On the US domestic front, unleadership has been a disastrous role model for business and organisations. It’s not just the fact that headship without leadership usually results in institutional drift. It’s that when leaders unlead, their power devolves to competing and often incompatible interests.

Over the past 18 months the country has been rocked by scandals involving multiple failures of responsibility and accountability. We’ve had the General Motors scandal, where a known engine ignition flaw led to the deaths of 13 people; and the National Football League scandal, where NFL commissioners looked the other way while football players committed major crimes including a shocking case of domestic violence that was caught on videotape.

There’s been the Veterans Health Administration scandal where collusions and cover-ups resulted in sick former soldiers being consigned to limbo lists; the disastrous roll-out of the health reform known as Obamacare; the many Internal Revenue Service scandals encompassing rogue investigations, malicious targeting and the destruction of emails. Finally, what was the tragedy of Ferguson, Missouri — where violent protests followed the shooting of an unarmed black man by a white policeman — if not an utter failure of leadership by local authorities.

It’s in the international arena, though, where US unleadership has had the greatest impact. The perception that the country is no longer interested or willing to enforce Pax Americana has encouraged the rats to come out of their holes. Vladimir Putin’s annexation of Crimea and the bloody rampage of Isis through Iraq happened largely because there was nobody around to stop them.

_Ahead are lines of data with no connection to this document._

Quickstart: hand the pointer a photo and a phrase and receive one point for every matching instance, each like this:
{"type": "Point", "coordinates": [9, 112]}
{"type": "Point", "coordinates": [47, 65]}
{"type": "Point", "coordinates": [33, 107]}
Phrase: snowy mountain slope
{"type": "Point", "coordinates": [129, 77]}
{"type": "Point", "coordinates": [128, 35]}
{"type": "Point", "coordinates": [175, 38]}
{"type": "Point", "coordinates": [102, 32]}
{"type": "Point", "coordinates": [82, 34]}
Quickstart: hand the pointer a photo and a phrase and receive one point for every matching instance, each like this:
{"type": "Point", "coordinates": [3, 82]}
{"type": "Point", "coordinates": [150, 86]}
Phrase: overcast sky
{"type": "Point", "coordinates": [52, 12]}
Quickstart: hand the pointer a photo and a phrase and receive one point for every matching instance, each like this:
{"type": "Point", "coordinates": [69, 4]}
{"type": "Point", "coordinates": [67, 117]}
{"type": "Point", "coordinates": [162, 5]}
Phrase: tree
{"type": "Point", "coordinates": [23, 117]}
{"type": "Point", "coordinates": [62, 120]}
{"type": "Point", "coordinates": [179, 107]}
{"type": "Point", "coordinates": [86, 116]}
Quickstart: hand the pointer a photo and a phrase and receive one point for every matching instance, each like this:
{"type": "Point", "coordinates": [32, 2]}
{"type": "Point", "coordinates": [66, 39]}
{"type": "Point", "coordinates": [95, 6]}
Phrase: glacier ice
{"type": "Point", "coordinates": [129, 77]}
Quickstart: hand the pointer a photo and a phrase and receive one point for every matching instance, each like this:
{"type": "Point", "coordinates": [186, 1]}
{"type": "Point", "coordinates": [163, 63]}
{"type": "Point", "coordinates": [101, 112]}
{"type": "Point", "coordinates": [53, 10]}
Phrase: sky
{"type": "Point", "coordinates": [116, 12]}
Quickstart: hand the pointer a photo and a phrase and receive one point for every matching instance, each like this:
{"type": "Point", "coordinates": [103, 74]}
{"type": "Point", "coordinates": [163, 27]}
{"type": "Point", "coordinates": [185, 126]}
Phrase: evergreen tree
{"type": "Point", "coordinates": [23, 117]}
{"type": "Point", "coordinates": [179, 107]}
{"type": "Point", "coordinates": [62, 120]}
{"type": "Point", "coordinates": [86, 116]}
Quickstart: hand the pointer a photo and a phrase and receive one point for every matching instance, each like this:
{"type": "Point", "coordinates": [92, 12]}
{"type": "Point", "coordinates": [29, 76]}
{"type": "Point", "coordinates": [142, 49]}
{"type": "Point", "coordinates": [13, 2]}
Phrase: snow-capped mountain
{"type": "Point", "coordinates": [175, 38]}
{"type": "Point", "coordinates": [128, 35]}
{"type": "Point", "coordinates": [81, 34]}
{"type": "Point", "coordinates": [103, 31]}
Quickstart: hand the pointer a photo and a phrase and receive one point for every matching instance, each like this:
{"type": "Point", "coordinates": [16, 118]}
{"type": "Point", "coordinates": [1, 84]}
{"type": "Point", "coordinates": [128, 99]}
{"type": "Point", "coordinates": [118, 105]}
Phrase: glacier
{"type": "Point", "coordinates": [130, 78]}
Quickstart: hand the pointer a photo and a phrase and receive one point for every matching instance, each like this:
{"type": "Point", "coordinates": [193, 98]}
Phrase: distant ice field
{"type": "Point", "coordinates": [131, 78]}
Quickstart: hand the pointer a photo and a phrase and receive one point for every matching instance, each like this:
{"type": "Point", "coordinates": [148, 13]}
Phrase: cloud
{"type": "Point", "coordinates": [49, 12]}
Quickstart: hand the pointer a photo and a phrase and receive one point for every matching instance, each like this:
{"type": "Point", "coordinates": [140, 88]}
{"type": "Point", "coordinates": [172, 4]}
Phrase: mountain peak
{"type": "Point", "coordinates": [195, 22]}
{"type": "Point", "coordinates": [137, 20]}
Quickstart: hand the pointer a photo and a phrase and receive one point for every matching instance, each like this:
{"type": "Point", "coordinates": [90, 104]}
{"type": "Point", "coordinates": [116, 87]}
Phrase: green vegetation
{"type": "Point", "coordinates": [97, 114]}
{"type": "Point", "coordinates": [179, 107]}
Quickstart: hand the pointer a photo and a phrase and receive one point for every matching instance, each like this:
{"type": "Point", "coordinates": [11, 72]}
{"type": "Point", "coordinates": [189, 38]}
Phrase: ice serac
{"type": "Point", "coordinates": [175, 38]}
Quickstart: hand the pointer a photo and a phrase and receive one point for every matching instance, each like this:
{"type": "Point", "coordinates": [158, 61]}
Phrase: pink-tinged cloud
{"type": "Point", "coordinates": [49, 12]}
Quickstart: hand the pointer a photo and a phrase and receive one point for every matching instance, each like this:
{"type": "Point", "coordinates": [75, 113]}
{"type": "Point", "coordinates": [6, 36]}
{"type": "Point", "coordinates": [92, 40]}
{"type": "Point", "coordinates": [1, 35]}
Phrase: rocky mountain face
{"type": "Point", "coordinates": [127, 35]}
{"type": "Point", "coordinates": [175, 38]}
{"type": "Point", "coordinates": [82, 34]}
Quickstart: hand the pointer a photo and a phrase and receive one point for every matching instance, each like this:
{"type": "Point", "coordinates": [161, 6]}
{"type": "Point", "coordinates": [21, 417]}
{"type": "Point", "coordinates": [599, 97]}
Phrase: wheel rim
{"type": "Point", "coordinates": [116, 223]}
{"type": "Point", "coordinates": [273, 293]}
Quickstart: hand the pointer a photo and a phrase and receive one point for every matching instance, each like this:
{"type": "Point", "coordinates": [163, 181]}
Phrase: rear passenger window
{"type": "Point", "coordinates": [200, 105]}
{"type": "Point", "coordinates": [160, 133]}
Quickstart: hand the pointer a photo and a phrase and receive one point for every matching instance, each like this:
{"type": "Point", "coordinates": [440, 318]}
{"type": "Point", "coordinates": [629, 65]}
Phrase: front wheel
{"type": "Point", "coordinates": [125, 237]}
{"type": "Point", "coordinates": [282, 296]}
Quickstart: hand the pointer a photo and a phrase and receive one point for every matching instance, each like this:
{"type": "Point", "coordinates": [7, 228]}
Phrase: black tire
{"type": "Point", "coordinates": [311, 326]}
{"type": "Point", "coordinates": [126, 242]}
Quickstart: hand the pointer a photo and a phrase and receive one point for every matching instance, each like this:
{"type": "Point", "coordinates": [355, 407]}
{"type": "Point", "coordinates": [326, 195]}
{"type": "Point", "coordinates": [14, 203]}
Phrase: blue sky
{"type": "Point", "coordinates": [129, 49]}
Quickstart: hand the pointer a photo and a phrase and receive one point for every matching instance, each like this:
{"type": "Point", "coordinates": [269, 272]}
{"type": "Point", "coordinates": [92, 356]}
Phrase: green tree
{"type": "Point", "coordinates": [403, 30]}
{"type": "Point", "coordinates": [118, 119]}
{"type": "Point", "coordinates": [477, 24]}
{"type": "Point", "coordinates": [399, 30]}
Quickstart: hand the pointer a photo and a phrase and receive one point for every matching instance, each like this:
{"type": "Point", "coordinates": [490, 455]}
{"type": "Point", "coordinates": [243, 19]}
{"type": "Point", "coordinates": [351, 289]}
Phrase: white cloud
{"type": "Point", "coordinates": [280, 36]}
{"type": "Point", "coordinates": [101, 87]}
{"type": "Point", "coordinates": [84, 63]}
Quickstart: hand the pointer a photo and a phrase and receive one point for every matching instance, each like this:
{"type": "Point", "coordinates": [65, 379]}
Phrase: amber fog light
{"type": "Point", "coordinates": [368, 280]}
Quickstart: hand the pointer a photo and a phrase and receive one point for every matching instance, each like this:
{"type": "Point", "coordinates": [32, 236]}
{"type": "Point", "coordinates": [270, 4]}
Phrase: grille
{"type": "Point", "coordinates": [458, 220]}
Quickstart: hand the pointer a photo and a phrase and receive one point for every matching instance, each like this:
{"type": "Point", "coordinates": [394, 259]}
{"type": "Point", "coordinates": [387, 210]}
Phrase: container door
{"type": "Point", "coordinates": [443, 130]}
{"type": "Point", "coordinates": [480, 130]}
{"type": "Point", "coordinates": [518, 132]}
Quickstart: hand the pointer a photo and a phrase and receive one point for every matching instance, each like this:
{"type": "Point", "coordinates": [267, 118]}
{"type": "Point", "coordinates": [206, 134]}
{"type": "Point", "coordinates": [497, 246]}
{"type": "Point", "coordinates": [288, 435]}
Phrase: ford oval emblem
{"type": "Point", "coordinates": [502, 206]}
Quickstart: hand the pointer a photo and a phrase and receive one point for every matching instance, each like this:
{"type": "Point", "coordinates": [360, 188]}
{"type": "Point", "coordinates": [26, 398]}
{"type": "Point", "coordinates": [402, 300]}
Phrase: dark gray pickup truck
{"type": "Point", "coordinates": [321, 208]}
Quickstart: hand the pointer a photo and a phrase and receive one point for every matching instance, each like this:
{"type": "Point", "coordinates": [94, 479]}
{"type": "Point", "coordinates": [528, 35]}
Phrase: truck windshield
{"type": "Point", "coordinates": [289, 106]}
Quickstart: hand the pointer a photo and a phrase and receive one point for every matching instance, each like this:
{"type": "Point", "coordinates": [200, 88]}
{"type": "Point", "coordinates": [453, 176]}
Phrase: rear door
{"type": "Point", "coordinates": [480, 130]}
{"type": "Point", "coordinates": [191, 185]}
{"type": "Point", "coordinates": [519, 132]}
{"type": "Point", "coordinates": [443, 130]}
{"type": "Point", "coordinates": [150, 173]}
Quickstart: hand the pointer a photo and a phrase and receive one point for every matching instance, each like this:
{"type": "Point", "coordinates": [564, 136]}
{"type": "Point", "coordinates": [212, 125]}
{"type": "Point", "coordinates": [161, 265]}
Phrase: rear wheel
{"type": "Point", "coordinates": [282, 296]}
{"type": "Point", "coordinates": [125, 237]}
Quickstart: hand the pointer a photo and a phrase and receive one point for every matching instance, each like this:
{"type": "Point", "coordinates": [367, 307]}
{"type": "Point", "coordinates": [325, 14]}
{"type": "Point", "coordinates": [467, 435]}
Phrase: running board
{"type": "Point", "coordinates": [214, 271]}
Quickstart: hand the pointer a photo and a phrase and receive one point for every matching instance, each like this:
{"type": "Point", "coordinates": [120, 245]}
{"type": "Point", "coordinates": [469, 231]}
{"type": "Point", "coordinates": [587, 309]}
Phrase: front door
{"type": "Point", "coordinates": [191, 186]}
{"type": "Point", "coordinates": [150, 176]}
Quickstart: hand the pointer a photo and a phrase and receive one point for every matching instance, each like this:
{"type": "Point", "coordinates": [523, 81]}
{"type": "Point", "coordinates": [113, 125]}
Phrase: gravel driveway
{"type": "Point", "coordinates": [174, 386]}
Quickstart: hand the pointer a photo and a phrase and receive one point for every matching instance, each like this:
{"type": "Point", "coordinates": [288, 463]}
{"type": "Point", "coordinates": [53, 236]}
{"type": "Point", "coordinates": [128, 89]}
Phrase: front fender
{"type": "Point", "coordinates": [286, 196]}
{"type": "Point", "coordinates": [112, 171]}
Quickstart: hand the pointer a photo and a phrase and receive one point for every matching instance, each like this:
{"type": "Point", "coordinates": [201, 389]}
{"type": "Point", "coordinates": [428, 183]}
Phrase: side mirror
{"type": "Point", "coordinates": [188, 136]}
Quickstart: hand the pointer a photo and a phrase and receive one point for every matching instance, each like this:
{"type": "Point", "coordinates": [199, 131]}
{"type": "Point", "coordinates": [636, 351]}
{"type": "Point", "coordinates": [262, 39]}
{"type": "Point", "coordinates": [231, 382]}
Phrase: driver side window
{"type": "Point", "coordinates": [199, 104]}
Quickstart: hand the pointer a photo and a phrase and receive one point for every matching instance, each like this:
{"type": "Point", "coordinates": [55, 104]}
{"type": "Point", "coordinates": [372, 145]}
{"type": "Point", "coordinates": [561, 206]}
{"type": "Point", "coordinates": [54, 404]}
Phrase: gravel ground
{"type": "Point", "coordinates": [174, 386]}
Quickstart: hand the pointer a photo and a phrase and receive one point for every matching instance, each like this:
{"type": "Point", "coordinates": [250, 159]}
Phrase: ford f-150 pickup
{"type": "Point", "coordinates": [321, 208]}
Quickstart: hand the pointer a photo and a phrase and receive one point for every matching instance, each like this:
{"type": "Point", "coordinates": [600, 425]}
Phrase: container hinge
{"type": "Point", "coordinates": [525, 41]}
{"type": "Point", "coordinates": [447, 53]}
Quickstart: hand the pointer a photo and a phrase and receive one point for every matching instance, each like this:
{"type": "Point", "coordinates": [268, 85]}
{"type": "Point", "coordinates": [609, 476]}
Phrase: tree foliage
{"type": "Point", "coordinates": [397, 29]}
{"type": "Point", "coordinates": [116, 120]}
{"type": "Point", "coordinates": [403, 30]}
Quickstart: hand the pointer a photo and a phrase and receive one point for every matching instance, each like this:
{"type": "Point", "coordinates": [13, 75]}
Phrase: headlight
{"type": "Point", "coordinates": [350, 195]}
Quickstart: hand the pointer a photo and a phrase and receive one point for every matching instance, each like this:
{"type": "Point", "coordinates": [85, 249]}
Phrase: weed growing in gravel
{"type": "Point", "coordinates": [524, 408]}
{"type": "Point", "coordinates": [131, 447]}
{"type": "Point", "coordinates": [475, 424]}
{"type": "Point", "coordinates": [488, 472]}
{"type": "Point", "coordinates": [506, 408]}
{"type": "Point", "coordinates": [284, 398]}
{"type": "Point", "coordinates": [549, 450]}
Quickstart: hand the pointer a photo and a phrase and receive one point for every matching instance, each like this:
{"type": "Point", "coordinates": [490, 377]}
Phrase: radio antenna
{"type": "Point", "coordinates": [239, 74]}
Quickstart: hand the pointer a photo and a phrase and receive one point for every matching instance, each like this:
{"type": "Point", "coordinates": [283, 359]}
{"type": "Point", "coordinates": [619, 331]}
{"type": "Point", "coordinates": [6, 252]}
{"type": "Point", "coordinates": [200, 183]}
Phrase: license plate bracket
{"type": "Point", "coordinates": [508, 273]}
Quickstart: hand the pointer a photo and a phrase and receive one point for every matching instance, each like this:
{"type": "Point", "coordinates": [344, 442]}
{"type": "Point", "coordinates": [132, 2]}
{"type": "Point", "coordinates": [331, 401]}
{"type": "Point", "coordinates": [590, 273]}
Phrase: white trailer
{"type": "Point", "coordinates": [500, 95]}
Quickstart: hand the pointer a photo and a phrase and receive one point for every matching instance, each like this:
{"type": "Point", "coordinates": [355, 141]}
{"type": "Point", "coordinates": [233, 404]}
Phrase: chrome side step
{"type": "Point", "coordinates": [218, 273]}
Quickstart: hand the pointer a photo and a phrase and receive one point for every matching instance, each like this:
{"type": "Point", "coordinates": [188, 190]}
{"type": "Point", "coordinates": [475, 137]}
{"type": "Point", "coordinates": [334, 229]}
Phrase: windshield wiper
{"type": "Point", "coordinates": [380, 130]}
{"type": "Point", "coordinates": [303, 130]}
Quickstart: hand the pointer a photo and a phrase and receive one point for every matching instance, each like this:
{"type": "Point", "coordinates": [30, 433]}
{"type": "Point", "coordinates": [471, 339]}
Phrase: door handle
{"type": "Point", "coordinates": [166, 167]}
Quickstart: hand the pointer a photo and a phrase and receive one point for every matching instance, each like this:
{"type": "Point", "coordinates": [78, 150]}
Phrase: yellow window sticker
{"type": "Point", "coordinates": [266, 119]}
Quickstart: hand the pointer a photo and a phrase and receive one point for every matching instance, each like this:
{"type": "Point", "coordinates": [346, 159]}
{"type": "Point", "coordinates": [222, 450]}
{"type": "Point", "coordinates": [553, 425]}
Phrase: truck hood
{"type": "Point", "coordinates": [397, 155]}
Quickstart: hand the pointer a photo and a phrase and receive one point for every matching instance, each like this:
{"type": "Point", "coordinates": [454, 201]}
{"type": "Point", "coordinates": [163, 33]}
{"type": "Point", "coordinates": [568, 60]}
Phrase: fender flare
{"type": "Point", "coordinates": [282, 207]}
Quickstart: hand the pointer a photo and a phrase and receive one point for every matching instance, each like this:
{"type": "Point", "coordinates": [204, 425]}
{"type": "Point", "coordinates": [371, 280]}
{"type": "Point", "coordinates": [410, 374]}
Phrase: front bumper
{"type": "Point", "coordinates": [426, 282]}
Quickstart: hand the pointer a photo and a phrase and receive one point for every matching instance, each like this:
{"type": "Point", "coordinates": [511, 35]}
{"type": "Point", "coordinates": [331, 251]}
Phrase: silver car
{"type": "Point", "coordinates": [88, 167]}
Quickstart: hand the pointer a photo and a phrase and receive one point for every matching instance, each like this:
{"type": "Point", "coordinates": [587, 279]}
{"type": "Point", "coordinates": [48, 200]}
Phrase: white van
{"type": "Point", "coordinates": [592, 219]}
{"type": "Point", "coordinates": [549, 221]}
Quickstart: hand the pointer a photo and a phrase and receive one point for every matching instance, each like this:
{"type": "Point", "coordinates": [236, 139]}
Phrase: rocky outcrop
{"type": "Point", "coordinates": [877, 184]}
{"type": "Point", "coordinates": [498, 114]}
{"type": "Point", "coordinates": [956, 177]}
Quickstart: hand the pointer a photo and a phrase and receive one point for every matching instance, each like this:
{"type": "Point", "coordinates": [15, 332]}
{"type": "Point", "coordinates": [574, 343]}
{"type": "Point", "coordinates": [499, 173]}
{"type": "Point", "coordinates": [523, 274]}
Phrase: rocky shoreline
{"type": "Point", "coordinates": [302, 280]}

Many of the world’s trouble spots, including Syria, Egypt and Libya, are in their current states as a direct result of US disengagement. As the historian Robert Kagan recently declared in a much-discussed essay, Superpowers Don’t Get to Retire, peace requires power. Without America on hand to stabilise the weak and deter the mighty, a new world order is emerging that is brutal, chaotic and potentially life-threatening to millions.

What Americans think about these growing crises is not straightforward. Record numbers are telling pollsters that “the US should mind its own business” yet at the same time there is a widely shared belief that it would be a bad thing if another country had a more powerful army than America’s.

In other words, Americans like being in the No 1 spot, but they have also become cynical and disillusioned with their political institutions. Fewer and fewer believe the United States has any moral mandate to act beyond its borders.

Last week the president — to the surprise of many, not least myself — gave an address to the nation that contained a full and unambiguous declaration in favour of peace, power and US vigilance: “American leadership is the one constant in an uncertain world . . . The people of the world still look to us to lead. And we welcome that responsibility.”

The speech was not quite three minutes long; even so, the words lead and leadership were repeated seven times.

It was one of the most forceful speeches of Obama’s presidency. He made the case for leadership in general and US leadership in particular. Admittedly, he went on to give an interview to CBS in which he blamed everyone except himself for the administration’s initial failure to act more decisively against Isis. But even there he did not shy from some basic truths: “America leads. We are the indispensable nation . . . And when trouble comes up anywhere in the world, they don’t call Beijing. They don’t call Moscow. They call us. That’s the deal.”

Unleadership has become ingrained in the nation’s psyche, in no small part through Obama’s efforts. It is going to take more than a couple of speeches to convince Americans that leading from the front is not some patriarchal hangover but an essential element of democracy. Nevertheless, the president has made a start.